Borrowers typically aren’t consciously aware of the channel they’re using when interacting with a servicer. They just reach out using the pathway-to-the-servicer that makes the most sense for them at the time. They don’t think about how (or whether) the channels are integrated inside the servicer organization and they don’t expect a different experience when they shift from one pathway—or channel. Inconsistent channel experiences and issues related to payments, paperwork, long waiting times, etc. can all lead to borrower frustration and disengagement.

Create a Seamless, Unified Experience for Today’s Channel-Less Borrower

Achieving seamless, unified engagement using a borrower-centric approach is crucial to delivering an exceptional customer experience. 

Instead of deploying more human capital to address the challenges, mortgage service providers must recognize the importance of digital investment…and use it strategically to improve customer retention. A truly omnichannel approach reduces the need for contact center calls, both inbound and outbound. Integrating capabilities such as conversational AI, advanced IVR, social media, text, in-app messaging, and portals can help greatly improve mortgage servicing. 
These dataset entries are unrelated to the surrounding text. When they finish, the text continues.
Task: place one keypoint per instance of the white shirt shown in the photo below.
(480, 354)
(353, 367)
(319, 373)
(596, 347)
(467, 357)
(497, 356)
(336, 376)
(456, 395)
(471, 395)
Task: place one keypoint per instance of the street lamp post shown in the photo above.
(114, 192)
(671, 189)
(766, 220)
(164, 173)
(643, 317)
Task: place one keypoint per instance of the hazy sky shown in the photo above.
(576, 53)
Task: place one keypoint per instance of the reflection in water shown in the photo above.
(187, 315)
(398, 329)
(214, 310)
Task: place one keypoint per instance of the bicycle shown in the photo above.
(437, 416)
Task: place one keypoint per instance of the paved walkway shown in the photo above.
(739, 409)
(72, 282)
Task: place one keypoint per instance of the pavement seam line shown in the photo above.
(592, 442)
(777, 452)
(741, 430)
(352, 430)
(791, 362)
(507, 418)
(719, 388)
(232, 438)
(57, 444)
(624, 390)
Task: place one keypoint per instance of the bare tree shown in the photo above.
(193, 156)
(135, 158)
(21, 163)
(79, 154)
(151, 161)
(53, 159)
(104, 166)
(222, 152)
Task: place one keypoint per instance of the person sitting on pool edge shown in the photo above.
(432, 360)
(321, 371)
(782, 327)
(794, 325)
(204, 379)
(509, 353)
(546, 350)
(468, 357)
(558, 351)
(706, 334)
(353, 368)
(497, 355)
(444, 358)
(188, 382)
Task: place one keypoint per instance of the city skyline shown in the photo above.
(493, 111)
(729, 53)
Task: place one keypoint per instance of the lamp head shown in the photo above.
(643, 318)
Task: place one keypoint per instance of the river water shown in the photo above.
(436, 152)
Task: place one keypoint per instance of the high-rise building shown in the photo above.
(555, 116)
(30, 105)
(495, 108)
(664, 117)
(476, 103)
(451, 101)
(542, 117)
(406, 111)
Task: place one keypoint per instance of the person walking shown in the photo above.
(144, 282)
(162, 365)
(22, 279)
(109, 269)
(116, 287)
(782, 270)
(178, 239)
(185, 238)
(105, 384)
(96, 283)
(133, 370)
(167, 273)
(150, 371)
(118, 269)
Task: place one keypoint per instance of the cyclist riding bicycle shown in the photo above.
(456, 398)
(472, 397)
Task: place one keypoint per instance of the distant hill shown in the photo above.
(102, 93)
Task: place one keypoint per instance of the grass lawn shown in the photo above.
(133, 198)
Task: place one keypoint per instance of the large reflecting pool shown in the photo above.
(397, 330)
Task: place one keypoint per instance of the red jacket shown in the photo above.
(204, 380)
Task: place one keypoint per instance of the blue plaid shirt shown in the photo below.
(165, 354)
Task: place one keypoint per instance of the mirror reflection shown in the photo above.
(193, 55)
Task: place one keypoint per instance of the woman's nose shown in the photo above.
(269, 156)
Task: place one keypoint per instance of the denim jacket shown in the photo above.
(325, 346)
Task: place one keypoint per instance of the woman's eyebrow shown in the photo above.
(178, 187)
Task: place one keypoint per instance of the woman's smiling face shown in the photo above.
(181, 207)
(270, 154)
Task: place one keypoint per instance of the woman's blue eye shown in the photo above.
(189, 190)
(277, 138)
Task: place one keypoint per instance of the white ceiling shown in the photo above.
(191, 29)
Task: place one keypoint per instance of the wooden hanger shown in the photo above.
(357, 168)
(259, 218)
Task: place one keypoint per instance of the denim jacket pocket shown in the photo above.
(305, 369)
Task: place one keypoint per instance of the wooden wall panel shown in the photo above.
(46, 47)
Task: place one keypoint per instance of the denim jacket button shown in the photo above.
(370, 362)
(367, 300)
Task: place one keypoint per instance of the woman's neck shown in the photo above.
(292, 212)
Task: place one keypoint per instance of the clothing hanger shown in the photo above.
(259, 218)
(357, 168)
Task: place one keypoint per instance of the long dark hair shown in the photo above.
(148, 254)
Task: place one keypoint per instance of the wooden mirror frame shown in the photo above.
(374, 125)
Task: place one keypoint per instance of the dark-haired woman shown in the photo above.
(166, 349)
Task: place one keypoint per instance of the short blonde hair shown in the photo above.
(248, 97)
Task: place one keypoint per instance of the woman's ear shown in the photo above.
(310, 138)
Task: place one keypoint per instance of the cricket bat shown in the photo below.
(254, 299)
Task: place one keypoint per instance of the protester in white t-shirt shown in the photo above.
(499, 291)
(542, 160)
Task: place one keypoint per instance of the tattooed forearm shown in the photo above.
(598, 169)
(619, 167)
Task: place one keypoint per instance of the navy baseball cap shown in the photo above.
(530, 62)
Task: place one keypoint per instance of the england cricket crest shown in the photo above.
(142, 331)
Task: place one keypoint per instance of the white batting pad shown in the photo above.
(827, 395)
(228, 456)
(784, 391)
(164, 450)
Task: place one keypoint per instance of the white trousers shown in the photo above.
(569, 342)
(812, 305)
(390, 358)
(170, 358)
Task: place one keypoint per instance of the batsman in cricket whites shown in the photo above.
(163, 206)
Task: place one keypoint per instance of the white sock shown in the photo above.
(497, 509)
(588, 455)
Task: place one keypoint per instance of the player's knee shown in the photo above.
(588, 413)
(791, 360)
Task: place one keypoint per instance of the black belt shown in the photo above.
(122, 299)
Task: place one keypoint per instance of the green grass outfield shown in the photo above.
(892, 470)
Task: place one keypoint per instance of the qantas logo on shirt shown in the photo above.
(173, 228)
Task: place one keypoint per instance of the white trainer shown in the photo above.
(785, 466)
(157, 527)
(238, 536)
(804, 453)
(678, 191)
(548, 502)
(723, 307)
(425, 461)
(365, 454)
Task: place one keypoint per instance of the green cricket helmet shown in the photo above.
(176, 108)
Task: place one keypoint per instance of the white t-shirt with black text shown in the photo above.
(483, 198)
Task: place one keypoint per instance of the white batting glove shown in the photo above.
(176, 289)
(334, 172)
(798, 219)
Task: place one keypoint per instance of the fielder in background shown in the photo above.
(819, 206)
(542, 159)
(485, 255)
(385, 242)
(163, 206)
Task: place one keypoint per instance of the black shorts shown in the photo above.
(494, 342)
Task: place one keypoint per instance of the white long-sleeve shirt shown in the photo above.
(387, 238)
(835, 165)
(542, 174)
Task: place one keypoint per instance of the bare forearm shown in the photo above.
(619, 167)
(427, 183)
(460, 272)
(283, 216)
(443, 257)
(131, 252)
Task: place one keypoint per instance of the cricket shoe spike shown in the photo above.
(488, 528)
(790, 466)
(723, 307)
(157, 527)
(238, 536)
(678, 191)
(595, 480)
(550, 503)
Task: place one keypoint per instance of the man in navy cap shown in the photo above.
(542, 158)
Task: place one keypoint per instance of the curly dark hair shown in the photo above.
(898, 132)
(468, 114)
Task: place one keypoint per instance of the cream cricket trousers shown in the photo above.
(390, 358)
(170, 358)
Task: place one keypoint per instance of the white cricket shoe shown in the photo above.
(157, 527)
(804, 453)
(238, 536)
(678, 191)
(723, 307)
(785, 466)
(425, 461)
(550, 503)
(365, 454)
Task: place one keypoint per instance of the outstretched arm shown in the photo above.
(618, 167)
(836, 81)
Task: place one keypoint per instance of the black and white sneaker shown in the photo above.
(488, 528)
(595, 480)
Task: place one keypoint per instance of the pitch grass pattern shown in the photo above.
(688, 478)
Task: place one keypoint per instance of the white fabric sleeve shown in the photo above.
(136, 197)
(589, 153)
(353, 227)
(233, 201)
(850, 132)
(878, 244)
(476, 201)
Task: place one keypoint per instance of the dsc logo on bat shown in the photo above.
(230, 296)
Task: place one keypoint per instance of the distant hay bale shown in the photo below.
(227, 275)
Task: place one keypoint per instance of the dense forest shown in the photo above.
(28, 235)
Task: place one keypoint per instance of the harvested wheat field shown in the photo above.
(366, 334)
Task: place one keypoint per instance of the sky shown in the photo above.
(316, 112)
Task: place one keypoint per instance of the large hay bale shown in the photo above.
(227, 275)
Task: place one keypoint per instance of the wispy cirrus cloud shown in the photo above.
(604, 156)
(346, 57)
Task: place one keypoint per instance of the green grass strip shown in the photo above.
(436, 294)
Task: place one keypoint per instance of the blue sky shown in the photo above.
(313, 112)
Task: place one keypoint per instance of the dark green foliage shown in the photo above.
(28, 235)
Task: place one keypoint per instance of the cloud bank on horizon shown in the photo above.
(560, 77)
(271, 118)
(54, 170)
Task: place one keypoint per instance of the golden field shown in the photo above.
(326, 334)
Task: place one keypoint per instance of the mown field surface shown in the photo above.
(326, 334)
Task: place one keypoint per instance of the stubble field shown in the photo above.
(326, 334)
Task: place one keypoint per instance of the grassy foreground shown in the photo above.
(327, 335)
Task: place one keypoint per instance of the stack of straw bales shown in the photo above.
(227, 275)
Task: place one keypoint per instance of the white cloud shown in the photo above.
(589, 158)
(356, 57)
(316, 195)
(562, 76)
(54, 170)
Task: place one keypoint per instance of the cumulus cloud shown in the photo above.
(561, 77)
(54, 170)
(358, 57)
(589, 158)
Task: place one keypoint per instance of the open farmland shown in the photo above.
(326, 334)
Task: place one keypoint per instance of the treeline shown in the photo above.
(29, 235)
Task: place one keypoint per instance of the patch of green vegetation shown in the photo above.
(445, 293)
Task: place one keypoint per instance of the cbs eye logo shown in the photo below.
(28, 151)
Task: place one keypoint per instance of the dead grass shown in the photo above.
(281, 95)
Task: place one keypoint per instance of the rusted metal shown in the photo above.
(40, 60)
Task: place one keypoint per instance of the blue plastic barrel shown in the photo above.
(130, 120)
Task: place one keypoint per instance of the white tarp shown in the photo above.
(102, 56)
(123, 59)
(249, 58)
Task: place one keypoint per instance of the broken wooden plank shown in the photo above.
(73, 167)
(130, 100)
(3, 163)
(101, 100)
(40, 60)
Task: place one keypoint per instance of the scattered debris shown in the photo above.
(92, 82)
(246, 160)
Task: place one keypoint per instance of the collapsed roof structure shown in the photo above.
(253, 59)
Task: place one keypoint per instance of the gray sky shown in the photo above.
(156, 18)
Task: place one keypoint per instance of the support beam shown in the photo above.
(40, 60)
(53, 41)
Here are just some of the core components of any customer experience transformation strategy for mortgage servicing:

  1. Customer journey mapping and design thinking: Perfecting digital engagement requires closer alignment with customer’s actual journey. With customer journey mapping processes and design thinking, mortgage service providers can better understand the pain points of their customers and the obstacles they’ll encounter all along  the servicing journey. Service providers can then address key friction points, creating a pathway to achieving effective customer engagement.  Mortgage lenders simply cannot afford customer attrition due to a poor customer experience. So, assessing the customer journey process is crucial to improving overall customer retention.
  2. Enabling self-service: Borrowers typically share a set of frequent inquiries in common: They ask about interest, arrears, penalties, payment schedule, calculations on accelerated payments, etc. Also, events such as a regulatory change or a fall in interest rates can result in a spurt in inquiries. These frequently made inquiries can be addressed effectively with the help of self-service portals. They reduce time, confusion, often expensive human interaction, and the borrower’s need to make a call. In managing defaults, self-service portals prove more effective with lower-risk borrowers, freeing up agent resources to deal with higher-priority accounts. Also, disputes can often be handled without any human intervention leading to a ‘zero touch’ dispute resolution.
  3. Contextual engagement using analytics and artificial intelligence: A variety of insights can help service providers engage borrowers contextually, improving customer satisfaction levels. Insights from the history of customer interactions—using speech and text analytics—can help make corrective measures, preempt borrower needs, and personalize the engagement. When managing defaults, the complexity starts right from tracking and monitoring delinquent accounts to determining the right strategies for treatment. Analytics are essential for segmenting and deploying such strategies. Instead of a write-off, or a settling of payments with losses, strategies such as gamification can encourage repayment.
  4. Human-centric omnichannel customer engagement: Constantly fluctuating servicing requirements demand that the provider find a balanced approach, using both technology and staff. Ideally, human interaction can be limited to just those servicing needs that can’t be automated or managed by conversational chatbots. The strategies can differ by provider to suit their business needs. But with the right omni-channel model, servicers can have effective communication with borrowers while driving down costs. 

By including the above four elements in a customer experience transformation strategy, mortgage servicers can minimize the possibility of customer disengagement. It can reduce costs, increase efficiency and improve the overall customer experience.